# A- PLAN Champions!



## KING (Jul 10, 2002)

:clap: :thumbsup: Just sorted my insurance through A-plan with the help of Matt , beat A flux by nearly £400 and other companies by £700:chairshot !!!

Got in at £1100 fully comp R33 GTR with stage one mods 4 years no claims and 5 points with sp50.
One well known name assured me that there is no way that i will get my insurance below £1800 that he quoted me:blahblah: :blahblah: .

thanks again to A PLAN.


----------



## GTRSTILL (Jul 27, 2006)

I dont know why people rave about A-PLAN, I have always found their quotes to be highly un-competetive... 

Lloyds has been and still is way cheaper for me.

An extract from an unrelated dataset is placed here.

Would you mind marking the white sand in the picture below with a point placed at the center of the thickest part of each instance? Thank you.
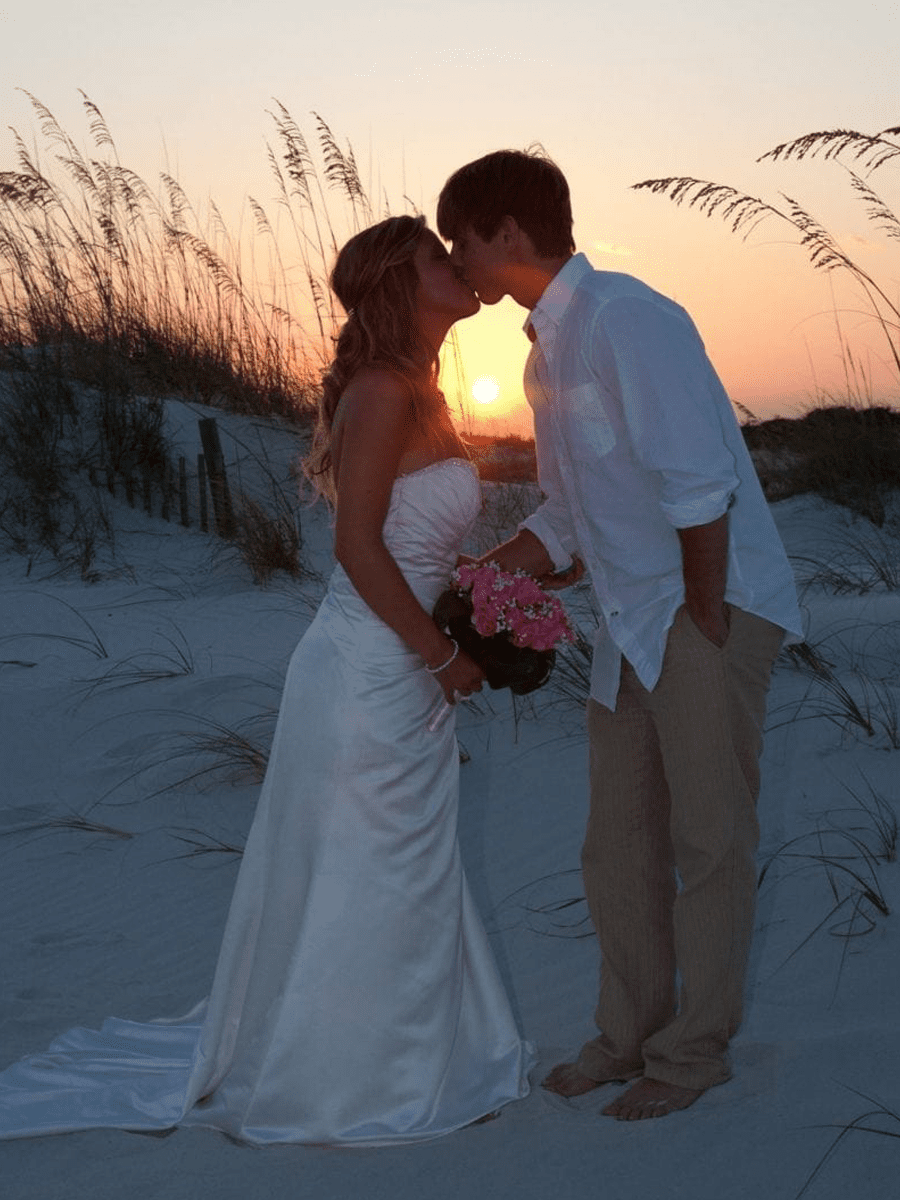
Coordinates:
(99, 924)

Way way cheaper. Have had my business for the last 4 years and none of this silly negotiation nonsense every year at renewal. They simply just get better and better price wise.


----------



## Hi5 (Aug 31, 2005)

£600 FC with all mods declared for me w/ A-Plan, im 27 with 5 yr NCB. Flux and the like couldnt beat it.


----------



## MacGTR (Dec 31, 2006)

Hi5 said:


> £600 FC with all mods declared for me w/ A-Plan, im 27 with 5 yr NCB. Flux and the like couldnt beat it.


What car have you got?

Don't worry, i just looked on your profile.


----------



## SEGTR (Nov 12, 2005)

A-Plan quoted me £755 FC protected NCB
9 years NCB

Adrian flux wanted £1503 !!!


----------



## pupsi (Aug 29, 2006)

I paid Aon 579.00 F.C. on a modern day classic car policy, limited to 4000 miles a year, didn't need to use my N.C.B, thats for a stage 1 R33 GTR.


----------



## murano3 (Mar 23, 2005)

A-plan £593 Fully Comp Covered full Stage 1. 6000 miles a year with my 27 year old girlfriend on the policy. Hurrah, and to top it off we managed to insure my girlfriends VW Golf 16v Gti for £346 with them too - that was £150 cheaper than anyone else. Big thumbs up to A-plan from me. I tried the other companies, as soon as I mentioned my girlfriend as a named driver they sucked their teeth .....


----------